Solo Anna A ha detto una parola di solidarietà e la ringrazio pubblicamente.


----------



## Nobody (2 Ottobre 2007)

cat ha detto:


> *come specificato nel altro mio post ( in forum libero, intitolato cat)*
> *sono stata chiamata così da lettrice nel forum sesso e amore nel mio tread intitolato " esplosione".*
> *accondisceso da Miciolidia.*
> 
> Solo Anna A ha detto una parola di solidarietà e la ringrazio pubblicamente.


Ho riletto velocemente il post, cat...ho trovato il punto dove insulti miciolidia, dandole della lesbica e dicendole di usare un vibratore di adeguata misura, ma non dove ti viene data della puttana di strada da lettrice. Può darsi mi sia sfuggito...se ti va, posta il link preciso.


----------



## Lettrice (2 Ottobre 2007)

Ma tu sei fuori...

Aggiungo, anche perche'  provo rispetto per le prostitute


----------



## cat (2 Ottobre 2007)

moltimodi ha detto:


> Ho riletto velocemente il post, cat...ho trovato il punto dove insulti miciolidia, dandole della lesbica e dicendole di usare un vibratore di adeguata misura, ma non dove ti viene data della puttana di strada da lettrice. Può darsi mi sia sfuggito...se ti va, posta il link preciso.


 
io ho risposto in quer modo a miciolidia perchè è da quando ho cambiato molti avatar che non gliene va bene nemmeno uno.
il mio ultimo( viso di donna appoggiato ad una mano con un dito leggermente alzato e vicino al viso), lei ha criticato pure quello dicendomi dove doveva essere messo quel dito(!!).
io allora le ho risposto in quel modo.
me ne sono pentita e le ho chiesto scusa, limitatamente a quella mia reazione.

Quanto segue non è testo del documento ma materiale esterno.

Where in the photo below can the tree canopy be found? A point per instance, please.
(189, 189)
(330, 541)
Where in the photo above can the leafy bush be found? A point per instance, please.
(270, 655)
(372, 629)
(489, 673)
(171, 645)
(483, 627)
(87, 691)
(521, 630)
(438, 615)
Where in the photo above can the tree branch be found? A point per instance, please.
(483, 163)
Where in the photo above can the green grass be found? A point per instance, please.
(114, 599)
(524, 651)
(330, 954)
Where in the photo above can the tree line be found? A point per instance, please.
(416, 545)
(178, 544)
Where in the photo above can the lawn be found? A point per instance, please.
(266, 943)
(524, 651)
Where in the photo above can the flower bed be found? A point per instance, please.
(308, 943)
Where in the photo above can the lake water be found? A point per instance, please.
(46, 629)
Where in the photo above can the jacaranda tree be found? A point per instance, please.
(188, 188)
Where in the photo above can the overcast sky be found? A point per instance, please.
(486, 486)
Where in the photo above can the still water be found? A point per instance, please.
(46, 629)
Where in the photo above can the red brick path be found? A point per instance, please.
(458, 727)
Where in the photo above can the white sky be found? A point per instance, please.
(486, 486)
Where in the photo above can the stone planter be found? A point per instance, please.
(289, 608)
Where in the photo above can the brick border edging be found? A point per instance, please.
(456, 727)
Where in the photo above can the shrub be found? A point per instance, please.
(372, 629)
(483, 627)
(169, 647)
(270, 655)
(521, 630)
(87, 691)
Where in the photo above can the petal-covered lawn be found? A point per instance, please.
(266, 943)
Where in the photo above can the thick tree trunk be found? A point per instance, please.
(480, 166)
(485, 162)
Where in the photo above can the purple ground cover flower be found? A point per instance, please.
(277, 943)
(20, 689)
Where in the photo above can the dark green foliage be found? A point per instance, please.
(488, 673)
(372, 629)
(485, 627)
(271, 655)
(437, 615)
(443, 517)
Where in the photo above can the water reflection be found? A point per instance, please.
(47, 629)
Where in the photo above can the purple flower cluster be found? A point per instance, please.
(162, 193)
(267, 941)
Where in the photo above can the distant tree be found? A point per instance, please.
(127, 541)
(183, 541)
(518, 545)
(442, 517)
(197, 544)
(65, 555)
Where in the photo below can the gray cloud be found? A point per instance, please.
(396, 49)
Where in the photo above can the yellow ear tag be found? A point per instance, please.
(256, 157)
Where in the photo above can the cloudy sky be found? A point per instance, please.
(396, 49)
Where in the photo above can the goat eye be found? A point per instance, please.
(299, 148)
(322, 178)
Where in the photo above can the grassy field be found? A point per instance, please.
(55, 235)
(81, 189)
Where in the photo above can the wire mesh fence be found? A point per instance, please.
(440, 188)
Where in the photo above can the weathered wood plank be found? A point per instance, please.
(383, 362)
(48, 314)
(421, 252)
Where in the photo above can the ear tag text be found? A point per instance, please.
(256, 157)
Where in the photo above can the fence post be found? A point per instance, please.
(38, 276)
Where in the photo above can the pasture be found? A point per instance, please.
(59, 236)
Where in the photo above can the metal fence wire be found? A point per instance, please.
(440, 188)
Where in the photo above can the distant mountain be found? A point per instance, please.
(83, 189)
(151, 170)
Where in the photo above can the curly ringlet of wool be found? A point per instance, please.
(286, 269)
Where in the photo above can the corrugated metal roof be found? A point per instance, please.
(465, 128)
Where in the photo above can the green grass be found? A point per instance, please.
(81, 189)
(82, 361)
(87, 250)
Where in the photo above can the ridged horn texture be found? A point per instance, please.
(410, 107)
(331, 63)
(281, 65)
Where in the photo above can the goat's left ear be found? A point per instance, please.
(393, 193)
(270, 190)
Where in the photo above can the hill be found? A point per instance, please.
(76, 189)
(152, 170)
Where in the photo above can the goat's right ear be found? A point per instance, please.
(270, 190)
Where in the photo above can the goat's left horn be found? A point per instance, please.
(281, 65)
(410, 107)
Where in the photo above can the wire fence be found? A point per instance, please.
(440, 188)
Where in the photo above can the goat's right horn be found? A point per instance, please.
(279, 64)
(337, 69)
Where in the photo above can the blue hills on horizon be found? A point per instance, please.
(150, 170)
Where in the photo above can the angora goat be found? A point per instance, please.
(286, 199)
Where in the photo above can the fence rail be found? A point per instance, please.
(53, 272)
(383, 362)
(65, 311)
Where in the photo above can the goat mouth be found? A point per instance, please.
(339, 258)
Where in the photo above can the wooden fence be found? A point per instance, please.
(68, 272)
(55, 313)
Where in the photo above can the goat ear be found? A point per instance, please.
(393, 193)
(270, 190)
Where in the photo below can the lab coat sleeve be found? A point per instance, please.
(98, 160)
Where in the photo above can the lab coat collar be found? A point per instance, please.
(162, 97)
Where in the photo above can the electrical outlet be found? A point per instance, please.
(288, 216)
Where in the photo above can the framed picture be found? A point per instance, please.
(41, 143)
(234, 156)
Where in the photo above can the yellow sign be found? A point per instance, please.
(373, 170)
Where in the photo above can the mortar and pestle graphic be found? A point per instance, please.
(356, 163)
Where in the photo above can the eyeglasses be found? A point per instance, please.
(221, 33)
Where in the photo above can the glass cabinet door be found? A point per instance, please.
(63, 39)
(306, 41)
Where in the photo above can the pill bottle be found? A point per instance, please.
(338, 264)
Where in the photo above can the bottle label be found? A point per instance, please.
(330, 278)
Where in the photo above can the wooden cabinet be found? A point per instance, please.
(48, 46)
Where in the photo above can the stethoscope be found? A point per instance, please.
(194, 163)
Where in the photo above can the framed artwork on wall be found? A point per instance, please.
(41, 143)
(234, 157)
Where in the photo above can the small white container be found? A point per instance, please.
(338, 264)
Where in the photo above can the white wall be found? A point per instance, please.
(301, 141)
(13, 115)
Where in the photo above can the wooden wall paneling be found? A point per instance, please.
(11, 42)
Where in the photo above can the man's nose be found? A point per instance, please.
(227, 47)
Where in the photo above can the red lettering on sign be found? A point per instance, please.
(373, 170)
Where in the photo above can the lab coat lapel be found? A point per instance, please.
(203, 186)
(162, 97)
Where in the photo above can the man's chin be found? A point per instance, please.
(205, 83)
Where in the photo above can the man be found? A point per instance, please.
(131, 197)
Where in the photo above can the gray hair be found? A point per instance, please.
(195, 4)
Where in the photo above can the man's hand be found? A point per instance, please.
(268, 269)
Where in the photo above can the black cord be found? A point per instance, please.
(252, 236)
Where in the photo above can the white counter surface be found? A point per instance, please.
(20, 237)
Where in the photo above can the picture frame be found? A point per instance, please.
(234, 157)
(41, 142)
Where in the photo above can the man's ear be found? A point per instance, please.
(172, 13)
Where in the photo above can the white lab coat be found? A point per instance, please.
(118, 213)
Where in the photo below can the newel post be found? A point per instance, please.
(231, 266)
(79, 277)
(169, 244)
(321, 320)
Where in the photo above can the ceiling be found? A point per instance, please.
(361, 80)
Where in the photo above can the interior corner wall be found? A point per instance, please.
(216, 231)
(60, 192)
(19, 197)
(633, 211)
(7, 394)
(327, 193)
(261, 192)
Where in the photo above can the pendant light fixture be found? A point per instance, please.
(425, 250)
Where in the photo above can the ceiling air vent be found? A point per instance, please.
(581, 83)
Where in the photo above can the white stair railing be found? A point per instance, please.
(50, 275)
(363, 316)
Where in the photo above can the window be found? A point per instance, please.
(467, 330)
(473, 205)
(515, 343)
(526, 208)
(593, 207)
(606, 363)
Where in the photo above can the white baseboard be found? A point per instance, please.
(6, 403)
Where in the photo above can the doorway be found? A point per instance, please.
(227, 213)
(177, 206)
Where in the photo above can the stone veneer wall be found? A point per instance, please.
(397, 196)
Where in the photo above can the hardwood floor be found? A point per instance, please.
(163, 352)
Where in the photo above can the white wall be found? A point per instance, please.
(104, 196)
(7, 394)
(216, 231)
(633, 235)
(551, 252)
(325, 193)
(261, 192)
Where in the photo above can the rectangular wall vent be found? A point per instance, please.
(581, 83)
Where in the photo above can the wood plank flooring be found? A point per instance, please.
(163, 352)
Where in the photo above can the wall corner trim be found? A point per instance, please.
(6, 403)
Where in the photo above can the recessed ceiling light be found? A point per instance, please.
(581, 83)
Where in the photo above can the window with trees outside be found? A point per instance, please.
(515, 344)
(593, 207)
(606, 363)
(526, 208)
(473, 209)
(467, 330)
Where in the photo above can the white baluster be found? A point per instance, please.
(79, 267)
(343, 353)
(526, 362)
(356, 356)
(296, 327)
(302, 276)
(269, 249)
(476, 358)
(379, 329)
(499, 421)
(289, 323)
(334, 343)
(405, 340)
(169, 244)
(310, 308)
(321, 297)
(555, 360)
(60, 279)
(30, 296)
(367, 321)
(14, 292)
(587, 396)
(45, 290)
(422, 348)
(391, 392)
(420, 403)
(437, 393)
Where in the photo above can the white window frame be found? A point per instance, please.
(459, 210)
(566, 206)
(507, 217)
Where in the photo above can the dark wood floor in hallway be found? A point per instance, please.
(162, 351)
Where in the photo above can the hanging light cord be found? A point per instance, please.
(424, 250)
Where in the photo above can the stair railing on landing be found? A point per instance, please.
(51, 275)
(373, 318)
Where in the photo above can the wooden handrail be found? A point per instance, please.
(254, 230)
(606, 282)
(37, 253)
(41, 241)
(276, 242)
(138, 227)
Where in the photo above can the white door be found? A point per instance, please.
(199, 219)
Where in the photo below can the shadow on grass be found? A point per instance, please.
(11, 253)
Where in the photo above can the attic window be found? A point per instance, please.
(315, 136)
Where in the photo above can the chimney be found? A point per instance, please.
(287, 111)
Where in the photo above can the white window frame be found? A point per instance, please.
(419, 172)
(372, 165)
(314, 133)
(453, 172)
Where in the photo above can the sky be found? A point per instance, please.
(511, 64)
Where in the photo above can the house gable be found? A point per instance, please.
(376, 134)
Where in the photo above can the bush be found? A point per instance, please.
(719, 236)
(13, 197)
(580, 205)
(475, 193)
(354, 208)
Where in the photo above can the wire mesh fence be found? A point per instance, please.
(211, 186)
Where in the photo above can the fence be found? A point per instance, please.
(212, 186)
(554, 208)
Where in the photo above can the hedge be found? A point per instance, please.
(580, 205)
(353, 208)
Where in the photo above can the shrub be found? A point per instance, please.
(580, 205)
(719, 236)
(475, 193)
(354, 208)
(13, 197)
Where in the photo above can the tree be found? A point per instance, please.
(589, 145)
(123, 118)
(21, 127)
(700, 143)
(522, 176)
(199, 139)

non cambio l'idea che ho di lei, come di lettrice come di un paio di altri nick.

nel mio post " esplosione" ad un certo punto in Olandese mi hanno dato della prostituta di quelle delle strede a luci rosse presenti appunto ad Amsterdam.
Solo Anna, sapendo l'usanza e i nomi del luogo, ha capito che quelle parole in quella lingua straniera vuolevano sigificare appunto....puttana di strada a luci rosse.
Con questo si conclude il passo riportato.